They snake their arms around Dimitri. His chest is broader now, firmer than when he was young, but Byleth’s fingers meet each other eventually, tugging Dimitri close into a strange approximation of a hug.

“Dedue,” they whisper. Dimitri stiffens; how could he not? “took the swarm for you. Then the thoron, and then the spear.” Endless, at the height of their battle, when it seemed as though they would be trampled flat by the Empire’s red steps. He died, tripping over fallen men to protect Dimitri better, to give Dimitri one more step, and Dimitri had spent those seconds rushing into a man’s spear with a laugh that shattered. “You died charging.”

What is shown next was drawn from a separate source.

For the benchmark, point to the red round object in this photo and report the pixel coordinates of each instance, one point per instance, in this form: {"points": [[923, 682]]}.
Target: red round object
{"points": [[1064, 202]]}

His arms tighten and for a moment Byleth steels their legs, preparing to be pushed to the ground. Instead, Dimitri exhales, slow, unsteady, his arms rising. Closing around Byleth.

No longer such an odd approximation so much as a true hug, now.

“That’s seven. And you?”

That strange welded dagger that had killed Jeralt had impaled itself into Byleth. Or the men in long black robes that seemed to warp with perfect accuracy, wielding magic Byleth had never seen before. That moment they thought it possible to recruit their old friends, students they had cherished—Bernadetta, Dorothea, Linhardt. Only to receive a crushing axe for their attempt.

But they had never regretted it. No tears for themselves, their phantom pains, the scars that should run down their back but doesn’t. Time bends, and they open their eyes again, eager and ever wider.

“Not me,” Byleth says. Dimitri sags besides them, a doll with its strings cut, and they grip him harder, letting his hair tickle their collarbones as he droops.

They stand in silence for perhaps much longer than socially acceptable, a man and a man rather than a tactician and their beast.

“It is easier.” The words are slow, molasses, as they unfurl from Dimitri’s lips. He presses his jaw to Byleth’s shoulder for a moment, as though considering to speak his words into cloth, before crooking upwards once more.

“It is sometimes easier to seek death than to…” His words trail off once more. The moon is up tonight, more than a half but less than a whole, some untangled three quarters that is almost round enough to be a circle. Dimitri’s fingers tangle within themselves.

“I wondered if you would let me die.”

Dimitri ducks his head once more against Byleth’s shoulder. They allow it, stretching their own arms higher, wishing then that Dimitri had not grown so tall so it would be easier to pat his head, to run their fingers along his nape in the same soothing patterns he had once wanted five years past. Five years for him, but for them, months at the most. Their fingers twitch in muscle memory.

“Why would I?”

They receive something of an amused huff in response. Dimitri turns his head, angling up once more, tracing the moonlight.

“I don’t know.” Dimitri’s eyes slip shut, his exhale shaky. “I thought the goddess would end my life. Or Edelgard’s,” he inhales here, sharp, “but I would be happy to go down with her. Fodlan would be better off without us.”

“You’d leave _Claude_ in charge, then?” Byleth’s incredulous words earn them another huff and a shake of Dimitri’s head. Dimitri’s arms slacken, pulling away, though theirs stay put. An unseemly hug once more.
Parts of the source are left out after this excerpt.